Profit is Ephemeral
It took about 4 months of cost-cutting and vendor negotiations for a D2C startup I was working at to achieve cash breakeven. It took us an additional two months to realize that it had happened.
Cash is the number in your bank account at the end of the day. Cash Breakeven, Profit breakeven, unit breakeven, these are abstract and importantly, they are descriptors. These are comparisons of two numbers that do not simultaneously exist in time (ie. cash breakeven is cash inflow and cash outflow, profit breakeven is revenue and operating costs)*. Thus, the measurement is dynamic.
Before continuing in riddles, here’s an example. If you buy Chemical A for $3 a unit and resell it for $5 a unit, you’ve made a profit of $2. But If shipping cost you $1.75, your profit is just $0.25. All good so far. Now imagine you’ve checked your bank account after all transactions and instead of having $20.25 (let’s imagine that you keep $20 of cash on hand), the account has $19.95. After looking into what happened, you realize that the platform on which you sold the Chemical for $5, took a 6% transaction and processing fee (this is a pretty large processing fee but go with it).

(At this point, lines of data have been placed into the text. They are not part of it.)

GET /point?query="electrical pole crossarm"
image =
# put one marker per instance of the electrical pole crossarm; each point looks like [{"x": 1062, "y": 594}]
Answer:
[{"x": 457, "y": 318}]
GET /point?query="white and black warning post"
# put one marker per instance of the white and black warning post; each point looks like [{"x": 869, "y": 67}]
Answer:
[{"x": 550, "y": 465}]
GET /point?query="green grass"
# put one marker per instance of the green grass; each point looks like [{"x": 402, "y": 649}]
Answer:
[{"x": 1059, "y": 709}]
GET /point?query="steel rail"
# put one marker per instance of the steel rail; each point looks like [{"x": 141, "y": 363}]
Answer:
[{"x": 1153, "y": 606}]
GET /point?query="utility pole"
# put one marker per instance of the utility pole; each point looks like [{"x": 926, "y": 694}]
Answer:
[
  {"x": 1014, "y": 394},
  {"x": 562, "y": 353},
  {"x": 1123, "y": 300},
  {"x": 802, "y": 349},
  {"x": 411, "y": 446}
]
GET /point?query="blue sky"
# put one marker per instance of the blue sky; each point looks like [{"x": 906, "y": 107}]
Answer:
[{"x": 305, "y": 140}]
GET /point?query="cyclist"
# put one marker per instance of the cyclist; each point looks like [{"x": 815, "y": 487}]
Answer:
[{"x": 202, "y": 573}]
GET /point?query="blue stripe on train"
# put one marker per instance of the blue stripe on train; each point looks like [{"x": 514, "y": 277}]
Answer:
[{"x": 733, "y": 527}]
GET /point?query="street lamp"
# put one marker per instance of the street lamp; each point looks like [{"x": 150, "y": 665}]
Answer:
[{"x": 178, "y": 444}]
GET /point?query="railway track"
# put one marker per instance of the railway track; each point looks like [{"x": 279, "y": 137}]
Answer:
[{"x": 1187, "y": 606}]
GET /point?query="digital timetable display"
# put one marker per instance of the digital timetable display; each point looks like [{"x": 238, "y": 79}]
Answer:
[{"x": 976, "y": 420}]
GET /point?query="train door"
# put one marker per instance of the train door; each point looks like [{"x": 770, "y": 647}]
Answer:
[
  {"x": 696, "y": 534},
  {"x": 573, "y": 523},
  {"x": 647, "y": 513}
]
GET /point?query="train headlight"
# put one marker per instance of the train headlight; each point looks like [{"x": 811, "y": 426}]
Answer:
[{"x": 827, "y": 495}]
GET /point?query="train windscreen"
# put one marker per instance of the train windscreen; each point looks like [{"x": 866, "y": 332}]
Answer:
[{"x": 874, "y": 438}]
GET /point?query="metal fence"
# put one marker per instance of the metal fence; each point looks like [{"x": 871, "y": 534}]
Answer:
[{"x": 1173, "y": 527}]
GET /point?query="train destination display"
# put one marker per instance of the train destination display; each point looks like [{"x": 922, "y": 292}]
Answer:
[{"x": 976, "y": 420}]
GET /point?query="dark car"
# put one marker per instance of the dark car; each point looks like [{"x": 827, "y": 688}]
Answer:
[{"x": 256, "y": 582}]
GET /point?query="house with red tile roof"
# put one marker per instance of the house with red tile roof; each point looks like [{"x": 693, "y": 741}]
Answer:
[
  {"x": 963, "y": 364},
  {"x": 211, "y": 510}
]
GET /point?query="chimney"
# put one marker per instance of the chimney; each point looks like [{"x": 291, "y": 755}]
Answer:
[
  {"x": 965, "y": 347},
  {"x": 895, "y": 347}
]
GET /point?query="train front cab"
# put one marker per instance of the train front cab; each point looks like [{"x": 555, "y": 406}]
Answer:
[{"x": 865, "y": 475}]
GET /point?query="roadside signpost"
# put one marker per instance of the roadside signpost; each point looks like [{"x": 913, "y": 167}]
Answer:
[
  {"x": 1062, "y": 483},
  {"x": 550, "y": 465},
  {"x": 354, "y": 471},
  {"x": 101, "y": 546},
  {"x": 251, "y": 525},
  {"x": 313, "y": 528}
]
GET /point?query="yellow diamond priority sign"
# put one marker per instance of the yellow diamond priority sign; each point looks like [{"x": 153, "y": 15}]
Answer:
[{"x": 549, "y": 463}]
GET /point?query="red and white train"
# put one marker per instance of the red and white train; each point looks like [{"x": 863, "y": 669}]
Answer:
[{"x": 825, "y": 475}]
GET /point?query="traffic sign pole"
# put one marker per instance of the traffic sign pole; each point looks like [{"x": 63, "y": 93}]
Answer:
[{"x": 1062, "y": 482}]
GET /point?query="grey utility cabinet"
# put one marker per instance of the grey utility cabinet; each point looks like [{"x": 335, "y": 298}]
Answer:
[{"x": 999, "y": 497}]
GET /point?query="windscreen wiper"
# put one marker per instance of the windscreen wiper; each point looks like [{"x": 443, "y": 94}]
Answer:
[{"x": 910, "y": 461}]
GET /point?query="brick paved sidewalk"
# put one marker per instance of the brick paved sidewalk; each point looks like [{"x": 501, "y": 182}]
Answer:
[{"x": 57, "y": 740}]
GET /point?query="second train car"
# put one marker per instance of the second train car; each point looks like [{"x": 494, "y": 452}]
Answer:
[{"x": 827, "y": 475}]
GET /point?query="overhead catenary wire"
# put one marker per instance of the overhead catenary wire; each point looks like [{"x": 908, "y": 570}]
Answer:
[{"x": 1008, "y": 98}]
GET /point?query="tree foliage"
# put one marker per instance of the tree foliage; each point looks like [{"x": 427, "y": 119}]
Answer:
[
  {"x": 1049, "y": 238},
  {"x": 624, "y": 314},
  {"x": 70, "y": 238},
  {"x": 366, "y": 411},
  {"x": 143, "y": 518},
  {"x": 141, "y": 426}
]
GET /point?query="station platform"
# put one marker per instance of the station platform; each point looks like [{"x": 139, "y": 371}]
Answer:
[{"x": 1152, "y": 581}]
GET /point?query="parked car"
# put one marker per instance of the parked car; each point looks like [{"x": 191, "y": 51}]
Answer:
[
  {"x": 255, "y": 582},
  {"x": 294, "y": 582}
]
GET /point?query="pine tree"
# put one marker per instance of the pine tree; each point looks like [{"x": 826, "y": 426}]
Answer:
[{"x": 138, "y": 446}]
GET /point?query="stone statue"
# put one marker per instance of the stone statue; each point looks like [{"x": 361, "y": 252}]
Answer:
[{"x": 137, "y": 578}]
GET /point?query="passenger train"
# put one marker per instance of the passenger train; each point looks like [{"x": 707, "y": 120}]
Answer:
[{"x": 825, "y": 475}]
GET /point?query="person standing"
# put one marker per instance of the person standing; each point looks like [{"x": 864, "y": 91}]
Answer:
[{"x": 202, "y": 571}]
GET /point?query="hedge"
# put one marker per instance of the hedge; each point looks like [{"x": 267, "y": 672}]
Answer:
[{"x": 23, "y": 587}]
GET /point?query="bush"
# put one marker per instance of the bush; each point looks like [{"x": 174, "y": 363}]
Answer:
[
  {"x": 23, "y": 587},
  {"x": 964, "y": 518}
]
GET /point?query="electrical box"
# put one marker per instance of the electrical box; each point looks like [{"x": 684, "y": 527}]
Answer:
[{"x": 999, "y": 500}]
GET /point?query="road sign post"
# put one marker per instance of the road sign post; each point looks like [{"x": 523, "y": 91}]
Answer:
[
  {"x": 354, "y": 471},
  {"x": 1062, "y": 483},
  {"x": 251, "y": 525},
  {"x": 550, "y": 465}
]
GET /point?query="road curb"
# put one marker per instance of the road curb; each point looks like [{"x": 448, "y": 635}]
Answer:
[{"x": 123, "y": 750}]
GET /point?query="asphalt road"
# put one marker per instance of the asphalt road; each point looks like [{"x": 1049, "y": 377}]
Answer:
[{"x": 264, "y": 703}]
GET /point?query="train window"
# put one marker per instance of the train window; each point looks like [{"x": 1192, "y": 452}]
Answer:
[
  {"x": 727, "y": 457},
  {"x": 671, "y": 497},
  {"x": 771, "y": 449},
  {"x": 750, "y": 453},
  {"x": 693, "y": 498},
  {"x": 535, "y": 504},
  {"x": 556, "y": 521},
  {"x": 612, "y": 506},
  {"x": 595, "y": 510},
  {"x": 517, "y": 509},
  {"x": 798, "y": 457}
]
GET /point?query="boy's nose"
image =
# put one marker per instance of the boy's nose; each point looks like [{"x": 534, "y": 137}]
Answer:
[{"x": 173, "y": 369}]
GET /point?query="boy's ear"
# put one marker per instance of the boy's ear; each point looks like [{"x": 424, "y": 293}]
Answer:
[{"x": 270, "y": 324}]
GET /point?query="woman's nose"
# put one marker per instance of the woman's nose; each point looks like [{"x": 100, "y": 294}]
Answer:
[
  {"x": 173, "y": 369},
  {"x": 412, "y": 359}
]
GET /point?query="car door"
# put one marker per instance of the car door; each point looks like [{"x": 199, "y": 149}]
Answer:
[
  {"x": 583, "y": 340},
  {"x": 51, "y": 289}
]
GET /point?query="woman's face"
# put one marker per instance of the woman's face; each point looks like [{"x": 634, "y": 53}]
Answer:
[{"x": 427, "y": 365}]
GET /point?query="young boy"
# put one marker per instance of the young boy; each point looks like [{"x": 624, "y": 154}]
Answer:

There is no big mystery on next steps for your business. There are several different avenues that you could explore to make the transaction positive, including raise prices, changing shipping partners or even the sale platform. That’s not the point. The point is that the transaction does not “feel” different because you’ve lost money due to a processing fee. It is surprisingly easy to sell things at a loss. The business world is opaque and costs are often staggered or hidden. Across the cash cycle of a product there are so many things including transaction fees, shipping, taxes, labor, discounts, marketing that can play a non-obvious part in the profitability of a sale. And all of that is before you try to amortize bulk costs or capex across sales.
Takeaway: When you engage in a transaction, you need to know your cost structure, but that isn’t enough. Again, costs move!
You need to have a framework, whether coded or done in excel, to actualize the metrics that you’re watching. It’s fine to think abstractly of a single unit sale, but when thinking about the overall profitability and cashflow of your business, small choices across thousands of transactions can have large effects. Looking at the money you have in an account will be too stiff and late to allow you to really take the health of your business. No one is going to tell you whether you’re doing good business. You need to build a framework that will tell you.
There is no magic framework that works in every situation but yours should include all costs associated with a revenue transaction, as well as an understanding of how and when the costs are incurred. A good check is accounting for how every dollar involved in a transaction moved. If you can fully understand what’s happening in your bank account, that’s the first step to building out your understanding of profit.
Cash Breakeven vs Profit Breakeven – Profit Breakeven refers to a Net Income of $0. This is Revenue minus all operating costs, but importantly, doesn’t include capex spend or money from financing. Think of it like “if this business was in a box, would it make money”. Cash breakeven, in contrast, refers to the reality, the number in your bank account. Across all operations, did you make money?